Boilermakers look to extend intensity

– No player exemplifies the type of inspired play Purdue coach Matt Painter wants from his team more than Rapheal Davis.

The Boilermakers finally achieved that kind of intensity across the board in Wednesday’s 77-76 overtime loss to No. 16 Michigan, and the team’s effort was encouraging.

Davis, who said Purdue didn’t seem to play that hard leading up to the game against Michigan, saw teammates match his effort level.

“He knows what’s going on,” Painter said. “Ray is a guy that works hard and puts in extra time. He speaks up. You have to have big-time effort. He does. I do not ever doubt his effort.”

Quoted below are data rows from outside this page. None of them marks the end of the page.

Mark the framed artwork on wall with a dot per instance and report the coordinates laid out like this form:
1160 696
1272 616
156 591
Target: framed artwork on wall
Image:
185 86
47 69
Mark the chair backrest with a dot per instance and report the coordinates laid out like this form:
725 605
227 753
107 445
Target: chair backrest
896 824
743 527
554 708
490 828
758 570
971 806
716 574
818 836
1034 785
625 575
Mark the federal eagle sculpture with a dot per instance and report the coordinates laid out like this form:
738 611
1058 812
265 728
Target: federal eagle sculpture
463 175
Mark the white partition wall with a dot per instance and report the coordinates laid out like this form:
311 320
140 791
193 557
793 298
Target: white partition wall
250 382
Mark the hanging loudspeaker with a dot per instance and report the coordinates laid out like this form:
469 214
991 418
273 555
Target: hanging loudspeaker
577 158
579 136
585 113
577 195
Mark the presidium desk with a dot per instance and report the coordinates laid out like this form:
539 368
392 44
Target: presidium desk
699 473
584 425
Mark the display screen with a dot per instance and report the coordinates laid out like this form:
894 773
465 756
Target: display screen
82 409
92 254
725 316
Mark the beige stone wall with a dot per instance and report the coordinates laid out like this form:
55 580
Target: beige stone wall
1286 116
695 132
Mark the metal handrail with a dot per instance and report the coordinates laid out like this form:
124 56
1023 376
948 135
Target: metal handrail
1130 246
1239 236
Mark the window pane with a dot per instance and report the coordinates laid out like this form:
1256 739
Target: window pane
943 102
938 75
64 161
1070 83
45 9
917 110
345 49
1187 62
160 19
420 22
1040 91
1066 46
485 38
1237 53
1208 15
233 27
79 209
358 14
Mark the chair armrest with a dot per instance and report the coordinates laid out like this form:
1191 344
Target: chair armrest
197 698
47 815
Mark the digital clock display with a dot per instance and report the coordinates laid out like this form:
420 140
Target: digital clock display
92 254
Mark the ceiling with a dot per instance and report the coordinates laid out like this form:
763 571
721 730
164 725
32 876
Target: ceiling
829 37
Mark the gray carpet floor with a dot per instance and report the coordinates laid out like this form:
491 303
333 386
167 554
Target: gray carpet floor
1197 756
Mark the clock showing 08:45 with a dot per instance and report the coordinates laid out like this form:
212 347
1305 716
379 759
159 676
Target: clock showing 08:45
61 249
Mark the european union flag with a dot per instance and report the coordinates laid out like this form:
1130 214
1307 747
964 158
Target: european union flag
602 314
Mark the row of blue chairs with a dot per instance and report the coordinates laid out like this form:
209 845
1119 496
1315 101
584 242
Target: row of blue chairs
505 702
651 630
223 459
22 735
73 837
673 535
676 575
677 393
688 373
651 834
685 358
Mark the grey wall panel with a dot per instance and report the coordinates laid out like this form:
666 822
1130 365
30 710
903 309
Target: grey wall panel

Carrying over that hustle will rank as one of the Boilermakers’ priorities when they face No. 20 Iowa today at Carver-Hawkeye Arena. The Boilermakers could make Painter 12-4 against Iowa, but a loss would extend their losing streak to four straight.

Davis felt Purdue learned from battling Michigan to the final buzzer.

“We played hard, so now we know how hard we can play,” said Davis, who had 10 points and 10 rebounds. “Bring that to Iowa, and we can go get us a win. If we play with the energy we did on Wednesday, we can go 3-0 heading into the Big Ten tournament.”

Purdue (15-13, 5-10) has had trouble repeating much of anything, so its last performance could easily be an aberration.

“You see us in flashes and spurts,” Painter said. “You think we’re starting to take off a little bit, then we revert back. A lot of it’s mental.”

Iowa (19-9, 8-7), reeling from three consecutive losses, played a makeup game Thursday at Indiana. The Hawkeyes were slated to face Purdue on Saturday, but Painter accommodated their wishes and agreed to move it back after Iowa’s schedule disruption.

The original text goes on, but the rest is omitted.